I did not go on the shore exercise to Shibaozhai Pagoda or the “Ghost City” (Fengdu) land tours on Monday because it was a working day for me. I make these side trips over the weekends and on Monday I have to work. So, I was in my room in the boat, grateful for the comfort, but fighting with my mobile phone for reception quality to be able to send emails out. But the evenings were fun. Zou Ting and her friend, yes his name is Kevin (gosh!), a pleasent Irish guy called Peter (?I wrote it down somewhere) who was migrating to New Zealand and I karaoked loudly the second nite and then we did a short performance on the third nite. I must record that I did my first ever public and international rendition of “Yue Liang Dai Biao Wo De Xin” (the only Chinese song I have memorized so far) during the talent show on the last nite – to great applause, I might add. It was really fun. The Americans came out in one whole huge group and sang two inane songs. An English guy sang some old rhymes etc.

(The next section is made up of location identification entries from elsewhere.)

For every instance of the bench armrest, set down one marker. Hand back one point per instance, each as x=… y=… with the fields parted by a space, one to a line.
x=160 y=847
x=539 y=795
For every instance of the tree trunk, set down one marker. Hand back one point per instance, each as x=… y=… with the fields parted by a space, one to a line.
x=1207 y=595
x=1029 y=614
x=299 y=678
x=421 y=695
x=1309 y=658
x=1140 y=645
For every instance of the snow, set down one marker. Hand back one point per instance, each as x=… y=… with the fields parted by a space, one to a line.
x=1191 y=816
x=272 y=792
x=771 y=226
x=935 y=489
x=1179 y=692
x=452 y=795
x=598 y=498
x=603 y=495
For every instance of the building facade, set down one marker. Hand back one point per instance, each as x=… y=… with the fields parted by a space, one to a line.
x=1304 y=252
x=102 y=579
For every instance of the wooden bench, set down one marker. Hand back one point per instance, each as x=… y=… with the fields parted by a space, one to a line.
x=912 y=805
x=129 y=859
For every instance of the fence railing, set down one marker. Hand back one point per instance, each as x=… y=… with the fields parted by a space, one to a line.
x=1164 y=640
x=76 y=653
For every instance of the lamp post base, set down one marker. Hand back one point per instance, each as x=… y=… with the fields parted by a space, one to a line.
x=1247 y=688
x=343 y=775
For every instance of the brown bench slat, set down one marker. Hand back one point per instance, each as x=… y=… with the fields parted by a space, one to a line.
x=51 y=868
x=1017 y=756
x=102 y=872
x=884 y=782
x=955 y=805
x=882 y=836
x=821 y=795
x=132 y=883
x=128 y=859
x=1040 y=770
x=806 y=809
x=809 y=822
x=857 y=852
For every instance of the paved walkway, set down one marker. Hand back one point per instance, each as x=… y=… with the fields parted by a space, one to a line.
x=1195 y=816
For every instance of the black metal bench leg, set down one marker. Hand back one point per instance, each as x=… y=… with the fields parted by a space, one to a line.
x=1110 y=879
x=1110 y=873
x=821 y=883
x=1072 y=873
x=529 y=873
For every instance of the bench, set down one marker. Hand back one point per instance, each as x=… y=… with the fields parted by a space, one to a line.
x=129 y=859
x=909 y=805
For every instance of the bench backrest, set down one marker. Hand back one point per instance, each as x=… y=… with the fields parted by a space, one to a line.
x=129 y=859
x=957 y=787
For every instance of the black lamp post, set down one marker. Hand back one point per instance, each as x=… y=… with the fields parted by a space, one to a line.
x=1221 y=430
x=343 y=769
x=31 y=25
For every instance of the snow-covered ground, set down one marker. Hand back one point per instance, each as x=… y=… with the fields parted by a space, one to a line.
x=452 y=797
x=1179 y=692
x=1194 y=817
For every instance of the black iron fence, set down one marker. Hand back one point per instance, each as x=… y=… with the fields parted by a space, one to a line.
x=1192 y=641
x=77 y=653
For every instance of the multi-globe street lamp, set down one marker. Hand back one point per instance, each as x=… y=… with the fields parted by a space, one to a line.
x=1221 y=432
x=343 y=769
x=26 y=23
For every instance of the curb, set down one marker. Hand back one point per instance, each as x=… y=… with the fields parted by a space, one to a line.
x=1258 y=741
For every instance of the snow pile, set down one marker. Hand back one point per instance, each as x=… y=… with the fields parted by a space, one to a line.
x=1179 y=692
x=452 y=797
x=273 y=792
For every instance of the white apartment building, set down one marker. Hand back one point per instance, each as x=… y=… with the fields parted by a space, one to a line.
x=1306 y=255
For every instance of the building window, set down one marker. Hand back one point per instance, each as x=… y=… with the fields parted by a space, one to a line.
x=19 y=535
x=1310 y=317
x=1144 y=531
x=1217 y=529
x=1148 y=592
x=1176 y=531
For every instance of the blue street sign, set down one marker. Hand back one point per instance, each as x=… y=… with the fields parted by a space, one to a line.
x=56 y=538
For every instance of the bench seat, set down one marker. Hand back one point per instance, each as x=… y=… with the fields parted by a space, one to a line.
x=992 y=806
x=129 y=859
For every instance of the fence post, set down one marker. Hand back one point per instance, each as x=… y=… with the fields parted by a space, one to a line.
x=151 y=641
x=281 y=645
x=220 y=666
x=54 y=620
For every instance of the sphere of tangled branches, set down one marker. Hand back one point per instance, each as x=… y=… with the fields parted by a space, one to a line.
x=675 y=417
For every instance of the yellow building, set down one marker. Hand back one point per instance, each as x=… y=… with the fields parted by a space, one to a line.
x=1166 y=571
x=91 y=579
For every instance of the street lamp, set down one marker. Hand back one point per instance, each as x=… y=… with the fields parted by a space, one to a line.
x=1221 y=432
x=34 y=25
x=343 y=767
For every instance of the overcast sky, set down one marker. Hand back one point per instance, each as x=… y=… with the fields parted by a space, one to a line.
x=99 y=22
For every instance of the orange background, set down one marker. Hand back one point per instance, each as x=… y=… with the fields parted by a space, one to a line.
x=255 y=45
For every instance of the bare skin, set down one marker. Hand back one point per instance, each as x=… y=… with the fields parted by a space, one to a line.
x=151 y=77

Good fun.
One other thing that is etched in my mind about the cruise was sailing quietly into the huge city of Chongqing at nite. From the darkness all around the ship, the huge neon lights, large city skylines and concrete banks weaved into the windows such that anybody inside the ship recognised that we had arrived into the city straight away. We did not disembark until the next day, so we had the whole night to sit on the deck and chat as we watched the city’s night skyline.
I just took in the sight of this huge city of 35 million people, one of the largest in the world, right in the heart of China. It just made me feel so good that there was something much larger than the tiny island of Singapore where much of my own livelihood originates. I was drawn to this largeness. I was happy that if I really thought about it, I could move out of Singapore and became part of something much larger. So many of the little things that I seem to sometimes get caught up relating to government officials and mindset issues in Singapore suddenly appeared so very petty compared to what a man could achieve in a world that was visibly so much larger. There it was, right in front of me.
I think that one of the reasons I am drawn to this country is its largeness and complexity. Yes, there is trouble and lousiness about every country and everything in life. But why be caught up with the trouble and lousiness of a small arrogant pigeon hole in history, when there is this invitation to be part of a larger and generous canvas. My big gripe about the small city of Singapore is that they will not let you be yourself. The nice thing about large cities, and I am sure in most complex countries around the world, is that you unique contribution is precisely and absolutely because you are yourself, otherwise you will be irrelevant. That freedom of intellecutal and social opportunity draws me deeply. Yes, there are good guys and bad guys everywhere. But that is where you weave through the uncertainties and craft your own opportunities, your own tale. The fact that this country allows me as a foreigner, who does not even speak its language well, to be part of it, I find very gratifying. A man has one lifetime to make his mark. I feel welcome in China. I feel useful here.